When the bus continued on, so did he. For a while he was behind it, watching the children return to their houses, doors pressing in to their privacies. The lilacs were indeed there in clusters and heavenly, sending their almost-rot scent through the open windows and prompting Pop to
sigh.
He made a left on the next street and saw a woman walking a very old dog, and he wondered why they had never gotten one. Perhaps, after he was gone, his wife would get some mutt. For Ma, for Marilyn he wished this, and for me, his daughter? Likely some kind of settlement, a smoothness and responsibility to my days, to come before the consent of my own expiration. The evening light was pink, and every piece of siding reflected this tone. So much of this pink, this interior color. In it, Pop felt expansive.

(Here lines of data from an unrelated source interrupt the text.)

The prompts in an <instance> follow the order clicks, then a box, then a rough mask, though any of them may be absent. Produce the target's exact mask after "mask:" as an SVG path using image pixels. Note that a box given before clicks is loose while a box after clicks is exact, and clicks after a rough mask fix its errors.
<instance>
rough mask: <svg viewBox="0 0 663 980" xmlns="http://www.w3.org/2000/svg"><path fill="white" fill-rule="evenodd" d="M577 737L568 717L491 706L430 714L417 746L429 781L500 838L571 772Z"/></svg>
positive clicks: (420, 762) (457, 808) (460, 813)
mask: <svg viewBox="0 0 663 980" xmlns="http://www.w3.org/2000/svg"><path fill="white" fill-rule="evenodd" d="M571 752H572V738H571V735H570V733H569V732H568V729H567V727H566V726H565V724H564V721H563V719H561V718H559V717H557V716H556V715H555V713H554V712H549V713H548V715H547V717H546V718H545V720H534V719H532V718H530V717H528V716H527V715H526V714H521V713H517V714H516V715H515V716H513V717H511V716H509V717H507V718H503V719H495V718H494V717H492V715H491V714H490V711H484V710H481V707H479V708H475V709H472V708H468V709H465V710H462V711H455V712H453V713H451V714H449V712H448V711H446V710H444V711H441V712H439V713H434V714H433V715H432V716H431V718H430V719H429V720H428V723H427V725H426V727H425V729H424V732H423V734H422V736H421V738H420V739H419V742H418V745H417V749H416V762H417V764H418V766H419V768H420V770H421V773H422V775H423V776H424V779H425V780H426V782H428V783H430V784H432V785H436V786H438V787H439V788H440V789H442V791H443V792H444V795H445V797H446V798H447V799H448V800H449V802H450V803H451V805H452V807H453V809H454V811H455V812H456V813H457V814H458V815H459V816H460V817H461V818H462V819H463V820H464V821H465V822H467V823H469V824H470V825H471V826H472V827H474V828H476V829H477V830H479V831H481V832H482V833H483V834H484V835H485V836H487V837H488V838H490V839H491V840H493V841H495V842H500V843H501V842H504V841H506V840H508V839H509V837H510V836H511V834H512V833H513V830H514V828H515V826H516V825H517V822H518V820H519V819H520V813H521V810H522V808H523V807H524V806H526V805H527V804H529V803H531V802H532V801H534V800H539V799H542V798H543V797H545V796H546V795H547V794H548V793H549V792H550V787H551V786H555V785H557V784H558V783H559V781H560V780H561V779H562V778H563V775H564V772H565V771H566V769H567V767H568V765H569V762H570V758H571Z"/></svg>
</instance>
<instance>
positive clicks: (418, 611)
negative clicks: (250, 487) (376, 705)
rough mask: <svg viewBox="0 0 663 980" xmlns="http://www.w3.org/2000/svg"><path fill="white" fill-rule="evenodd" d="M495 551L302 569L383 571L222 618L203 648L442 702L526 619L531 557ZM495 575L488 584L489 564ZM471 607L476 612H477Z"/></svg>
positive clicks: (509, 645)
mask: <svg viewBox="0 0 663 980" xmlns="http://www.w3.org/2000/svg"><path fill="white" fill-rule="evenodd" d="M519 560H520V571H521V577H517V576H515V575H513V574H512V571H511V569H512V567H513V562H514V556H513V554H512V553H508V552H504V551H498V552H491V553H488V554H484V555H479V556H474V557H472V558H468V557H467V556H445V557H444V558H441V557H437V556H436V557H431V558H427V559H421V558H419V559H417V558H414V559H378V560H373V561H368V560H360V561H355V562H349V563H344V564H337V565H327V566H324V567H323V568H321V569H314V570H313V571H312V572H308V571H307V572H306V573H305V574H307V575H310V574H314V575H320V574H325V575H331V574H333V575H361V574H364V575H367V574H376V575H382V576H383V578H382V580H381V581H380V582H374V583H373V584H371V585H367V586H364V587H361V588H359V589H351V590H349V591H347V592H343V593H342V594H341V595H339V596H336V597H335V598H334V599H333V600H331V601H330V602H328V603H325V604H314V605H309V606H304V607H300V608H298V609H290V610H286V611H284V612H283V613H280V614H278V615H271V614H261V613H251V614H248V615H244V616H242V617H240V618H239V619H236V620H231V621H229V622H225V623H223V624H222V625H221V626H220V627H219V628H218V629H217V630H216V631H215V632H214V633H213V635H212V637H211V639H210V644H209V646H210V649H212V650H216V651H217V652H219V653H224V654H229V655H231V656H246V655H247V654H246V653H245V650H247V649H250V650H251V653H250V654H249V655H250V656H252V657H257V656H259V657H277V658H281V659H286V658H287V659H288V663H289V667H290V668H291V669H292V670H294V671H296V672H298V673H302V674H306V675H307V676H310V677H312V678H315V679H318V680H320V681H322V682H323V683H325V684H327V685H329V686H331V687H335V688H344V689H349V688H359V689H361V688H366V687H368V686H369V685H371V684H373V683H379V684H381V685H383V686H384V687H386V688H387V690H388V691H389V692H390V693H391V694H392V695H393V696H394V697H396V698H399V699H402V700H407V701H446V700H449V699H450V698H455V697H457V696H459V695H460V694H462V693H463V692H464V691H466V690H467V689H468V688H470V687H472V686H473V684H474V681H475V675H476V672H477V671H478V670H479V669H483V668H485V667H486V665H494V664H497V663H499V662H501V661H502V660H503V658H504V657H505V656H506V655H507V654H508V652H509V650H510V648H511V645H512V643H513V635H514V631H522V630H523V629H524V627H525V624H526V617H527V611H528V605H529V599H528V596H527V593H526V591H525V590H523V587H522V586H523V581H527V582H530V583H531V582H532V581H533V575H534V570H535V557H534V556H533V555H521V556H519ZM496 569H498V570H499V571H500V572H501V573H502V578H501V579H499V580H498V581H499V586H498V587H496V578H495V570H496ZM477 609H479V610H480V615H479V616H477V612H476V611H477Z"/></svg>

He directed the car, then, down a narrow, unpaved cut-through, which ran along a small creek. He wanted to look at the wildflowers that grew by the water, and to sit on the bank or imagine doing so, imagine feeling the wet softness of the ground through the seat of his pants. The creek’s bluff shore was six feet high. The family had, only once or twice, picnicked here. He regretted that it had not been more. Then he let go of that.
He shifted to park and sat calmly in the car, by the creek. He looked at the skin-thin petals of the blooms, and did something close to meditating—breathing slowly while smelling the mineral and the mud and the vegetal green, for quite some time, and then longer.
Grinning with this, his mind carbonated with old joy and new delicacy, Pop set his foot on the pedal and started the engine and put it in gear. He was very far from his body, somehow, and the distance was only increasing. He was, what, a dry leaf on a true and relentless wind. The vibration of the car, and the stream trickle, and kids somewhere shouting, and music from a stereo somewhere in the middle distance—
The car lurched and pitched down the little bluff, into the shallow water, and lastly as the car began to roll he realized he was going the wrong way, quickly, only it was the right way, as any way would have been. The car rolled until it was upside down.
Sometimes when I think of how Pop said bye I think that it was overly convenient, that it was a merciful gesture I did not earn or deserve in any fashion. But then there’s this: he was still dead. His consciousness was over. We all live knowing of this regular and unavoidable loss.